The Hotsos Symposium 2012 Speaker Spotlight is focusing on Bryn Llewellyn this week. We think you'll find his topic and abstract interesting. Visit registration to sign up. To view a list of the additional speakers, please go to the Speaker page.
About Bryn: Bryn has worked in the software field for 30 years. He joined Oracle UK in 1990, at the European Development Center, to work in the Oracle Designer team. He transferred to the Oracle Text team and then into Consulting as the Text specialist for Europe. He relocated to Redwood Shores in 1996 to join the Oracle Text Technical Marketing Group. He has been the Product Manager for PL/SQL since 2001.
It's hard for Bryn to remember his life before Oracle. He started off doing image analysis and pattern recognition at Oxford University (programming in FORTRAN!) and then worked in Oslo, first at the Norwegian Computing Center and then and in a startup. In Norway, Bryn programmed in Simula (its inventors were his close colleagues). This language is recognized the first object-oriented programming language and was the inspiration for Smalltalk and C++.

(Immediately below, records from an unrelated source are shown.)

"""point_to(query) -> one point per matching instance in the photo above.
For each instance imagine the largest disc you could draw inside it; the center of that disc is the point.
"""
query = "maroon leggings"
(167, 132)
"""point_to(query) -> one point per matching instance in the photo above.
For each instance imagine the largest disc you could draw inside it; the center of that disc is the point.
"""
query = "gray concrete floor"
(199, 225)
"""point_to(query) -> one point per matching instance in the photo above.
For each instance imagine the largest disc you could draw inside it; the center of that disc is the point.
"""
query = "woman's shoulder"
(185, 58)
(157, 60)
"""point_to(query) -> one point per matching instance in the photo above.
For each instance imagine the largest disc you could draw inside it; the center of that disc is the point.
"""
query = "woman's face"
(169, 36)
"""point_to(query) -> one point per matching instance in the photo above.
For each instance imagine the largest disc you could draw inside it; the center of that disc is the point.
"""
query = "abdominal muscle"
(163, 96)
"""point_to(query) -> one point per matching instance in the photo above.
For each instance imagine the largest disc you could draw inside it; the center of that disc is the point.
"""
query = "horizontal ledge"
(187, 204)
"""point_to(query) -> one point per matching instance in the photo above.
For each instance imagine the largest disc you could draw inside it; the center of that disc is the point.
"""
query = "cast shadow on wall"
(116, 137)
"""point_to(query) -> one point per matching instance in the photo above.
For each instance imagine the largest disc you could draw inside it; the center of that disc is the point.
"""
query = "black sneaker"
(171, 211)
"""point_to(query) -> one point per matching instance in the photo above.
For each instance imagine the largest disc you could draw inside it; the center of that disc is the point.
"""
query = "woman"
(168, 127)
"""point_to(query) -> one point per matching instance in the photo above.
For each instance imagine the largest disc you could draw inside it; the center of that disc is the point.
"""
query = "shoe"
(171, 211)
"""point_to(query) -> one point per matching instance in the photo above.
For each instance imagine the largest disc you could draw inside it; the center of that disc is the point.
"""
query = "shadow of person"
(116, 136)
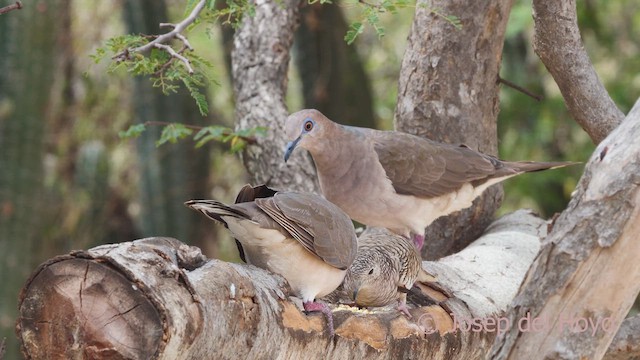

Bryn's Presentation: Implement Extensible In-Database Analytics by Programming Map Reduce in PL/SQL
The Abstract: The MapReduce programming model lets developers without experience with parallel and distributed systems utilize the resources of a large, multi-CPU system. Hadoop clusters can be used to implement this model; but Oracle Database also provides mechanisms to support the same model – and with less programming. SQL's analytic capabilities are more powerful than many experienced programmers suspect; but detecting complex patterns within suitably characterized, independent subsets of the complete data set sometimes needs user-written procedural code. Enter in-database MapReduce: pipelined PL/SQL table functions declaratively specify, with a few keywords, how parallel query should do the "map"; then the procedural body does the "reduce".
Bryn addresses ways to implement an application to solve a specific problem where, because of the typically huge volumes of data that must be distilled down to provide interesting information, performance matters. A person whose job it is to work with an installed system, won't be able to use what he explains in his talk to tune its performance.